FPI / January 4, 2021
"The momentum to fight against voter fraud and election theft is rapidly gaining," Alabama Republican Rep. Mo Brooks, who is leading the House effort to challenge electoral votes, said on Saturday after a conference call between President Donald Trump and more than 50 Congress members.
The conference call came after a 12 senators declared their intentions to contest the election results when Congress meets in a joint session on Wednesday to certify electors.
Brooks, who said "morale is high" among those fighting for Trump, told Fox News: "In my judgment, the primary reason so many congressmen and senators are now coming forward to fight this fight is because so many American citizens have made it known that this fight is critical to America's future."
White House adviser Peter Navarro said Saturday that a six-person team led by Rudy Giuliani briefed hundreds of state legislators on the evidence gathered by Trump's legal team of election irregularities.
“As part of a six-person team, we did a zoom meeting with hundreds and hundreds of state legislators across the battlegrounds Arizona, Georgia, Michigan, Nevada, Pennsylvania, and Wisconsin. These legislators, they’re hot, they’re angry, they want action,” Navarro said in Fox News interview. “We gave them the receipts.
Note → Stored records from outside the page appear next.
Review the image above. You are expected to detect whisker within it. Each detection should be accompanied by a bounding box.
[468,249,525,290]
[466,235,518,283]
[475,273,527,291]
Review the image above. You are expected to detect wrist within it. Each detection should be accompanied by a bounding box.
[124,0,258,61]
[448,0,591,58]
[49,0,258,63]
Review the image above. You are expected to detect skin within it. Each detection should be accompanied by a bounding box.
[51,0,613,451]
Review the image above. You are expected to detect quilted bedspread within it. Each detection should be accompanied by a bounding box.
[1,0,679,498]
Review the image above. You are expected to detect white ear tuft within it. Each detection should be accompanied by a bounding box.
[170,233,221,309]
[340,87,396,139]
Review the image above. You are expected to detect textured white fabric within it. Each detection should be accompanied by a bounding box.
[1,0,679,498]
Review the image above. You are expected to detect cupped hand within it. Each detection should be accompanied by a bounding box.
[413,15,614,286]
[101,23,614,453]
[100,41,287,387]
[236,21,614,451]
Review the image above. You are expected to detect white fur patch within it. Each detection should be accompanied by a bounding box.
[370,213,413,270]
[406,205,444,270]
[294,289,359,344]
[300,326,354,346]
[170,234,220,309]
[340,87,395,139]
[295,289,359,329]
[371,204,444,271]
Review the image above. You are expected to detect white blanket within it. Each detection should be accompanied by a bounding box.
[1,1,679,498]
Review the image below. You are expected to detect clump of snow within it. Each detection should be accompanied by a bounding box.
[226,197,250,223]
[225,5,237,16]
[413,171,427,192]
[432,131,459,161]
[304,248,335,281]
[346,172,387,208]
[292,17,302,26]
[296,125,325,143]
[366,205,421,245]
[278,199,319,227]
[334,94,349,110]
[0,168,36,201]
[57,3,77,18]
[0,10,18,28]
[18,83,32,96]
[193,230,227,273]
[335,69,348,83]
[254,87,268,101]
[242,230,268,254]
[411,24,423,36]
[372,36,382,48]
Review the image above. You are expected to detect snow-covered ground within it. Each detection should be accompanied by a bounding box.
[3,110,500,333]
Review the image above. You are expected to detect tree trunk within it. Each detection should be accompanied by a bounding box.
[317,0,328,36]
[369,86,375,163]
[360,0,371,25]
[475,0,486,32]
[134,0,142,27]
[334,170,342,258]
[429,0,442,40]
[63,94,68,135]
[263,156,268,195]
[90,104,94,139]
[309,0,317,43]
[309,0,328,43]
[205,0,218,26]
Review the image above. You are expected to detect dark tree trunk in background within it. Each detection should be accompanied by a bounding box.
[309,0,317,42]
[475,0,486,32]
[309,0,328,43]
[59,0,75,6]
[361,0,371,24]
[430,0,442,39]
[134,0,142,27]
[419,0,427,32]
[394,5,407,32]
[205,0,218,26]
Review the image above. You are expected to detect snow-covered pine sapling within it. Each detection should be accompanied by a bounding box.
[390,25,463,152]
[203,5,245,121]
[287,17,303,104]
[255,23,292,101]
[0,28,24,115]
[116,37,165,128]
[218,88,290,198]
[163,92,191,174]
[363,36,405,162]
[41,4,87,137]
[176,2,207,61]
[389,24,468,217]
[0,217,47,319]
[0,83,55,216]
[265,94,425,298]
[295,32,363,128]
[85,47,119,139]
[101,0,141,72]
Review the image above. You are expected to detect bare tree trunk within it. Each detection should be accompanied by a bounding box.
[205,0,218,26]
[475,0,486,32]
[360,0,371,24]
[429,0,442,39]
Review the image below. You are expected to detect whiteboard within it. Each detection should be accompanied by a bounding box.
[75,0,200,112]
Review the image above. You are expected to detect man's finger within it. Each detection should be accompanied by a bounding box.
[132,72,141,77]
We explained exactly how the Democrat Party, as a matter of strategy, stole this election from Donald J. Trump.”
Trump called in to the session with the state legislators, saying: “You are the real power.” Details of the call were shared with Washington Examiner columnist Paul Bedard.
“The most important people are you. You're more important than the courts. You're more important than anything because the courts keep referring to you, and you're the ones that are going to make the decision,” Trump said in a 14-minute call into a two-hour session organized by the group Got Freedom at the request of some 300 state legislators.
The president "clearly felt that the best chance to overturn the election was with the legislatures, several of which never had a chance to vote to confirm the electoral votes because they were not in session. Others, he said, were fed false results to approve," Bedard wrote.
“You know that we won the election, and you were also given false numbers to certify,” Trump told the legislators. “I went from leading by a lot to losing by a little,” he said of the election night vote county. “It is a disgrace that it can happen. Everyone knows it was a scam, it was a rigged election.”
Texas Republican Sen. Ted Cruz elaborated on his Electoral College challenge, saying that it is contingent on whether an emergency audit is performed to determine whether allegations of fraud during the Nov. 3 election are valid.
Cruz and 11 other Republican senators announced they would challenge the electoral results, joining dozens of House lawmakers in their bid.
“I think we in Congress have an obligation to do something about that; we have an obligation to protect the integrity of the democratic system,” Cruz told Fox Business on Sunday, referring to numerous allegations of election fraud and irregularities. The Republican senator noted that millions of Americans do not believe the Nov. 3 presidential election results were valid.
Meanwhile, Vice President Mike Pence “welcomes” the challenge of electors by House and Senate Republicans, according to a statement by his Chief of Staff Marc Short. Pence will preside over Wednesday’s joint session of Congress to certify the Electoral College vote.
Attorney Sidney Powell said of Pence: "I don’t see how any good Christian could agree to certify a fraudulent election."
Powell added: The "…Republic if we can keep it and we are on the verge of absolutely losing it. Massive evidence. Fact our own DOJ won’t touch it shows how massive corruption is. We have to take this country back for God and put God back in this country."